Ella respiró hondo, como si se dispusiera a decir algo, pero cambió inmediatamente de idea y sacudió la cabeza.

—No, ahora no tenemos tiempo. Avanza tan deprisa como puedas. Sólo así lograremos escapar. Quizá te duela la herida, pero peor sería morir, ¿no?

—Sí, supongo que sí —dije.

Todavía enlazados con la cuerda, echamos a correr con todas nuestras fuerzas por el interior del canal. La linterna grande que ella sostenía en la mano se balanceaba arriba y abajo al compás de la carrera, proyectando en las altas paredes que se erguían a ambos lados unos dibujos en zigzag similares a las líneas de un gráfico. El contenido de la mochila traqueteaba sobre mis espaldas: las latas de conserva, la cantimplora, la botella de whisky y todo lo demás. Habría querido quedarme sólo con lo necesario y arrojar el resto a un lado del camino, pero no podía detenerme. Ni siquiera disponía de tiempo para pensar en el dolor de la herida mientras corría como alma que lleva el diablo. Enlazado como estaba a la joven, no podía aminorar a mi antojo la velocidad. Sus jadeos y el entrechocar de objetos de la mochila resonaban a un ritmo regular entre las tinieblas largas y estrechas, pero pronto se les superpuso un sordo retumbar de la tierra de intensidad creciente.
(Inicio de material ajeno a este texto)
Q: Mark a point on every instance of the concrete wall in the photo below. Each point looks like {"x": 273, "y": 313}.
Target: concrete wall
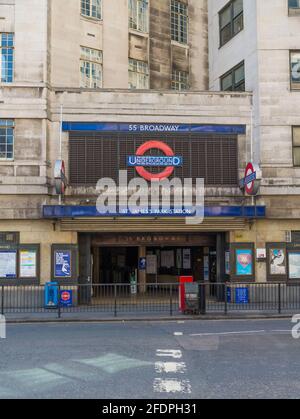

Conforme avanzábamos, el rumor ganaba en potencia y claridad. Se debía a que nos precipitábamos en línea recta hacia el lugar de donde surgía el sonido y a que éste iba subiendo poco a poco de volumen. Ese rugido, que al principio parecía proceder del centro de la Tierra, pronto se convirtió en una especie de estertor emitido por una gigantesca garganta; parecía que el aliento expulsado por los pulmones se ahogara en esa garganta sin llegar a convertirse en voz. Y, acto seguido, como si persiguieran al jadeo, las rocas empezaron a producir un prolongado chirrido y el suelo temblaba a intervalos. Ignoraba de qué se trataba, pero algo siniestro avanzaba bajo nuestros pies y se disponía a engullirnos de un momento a otro.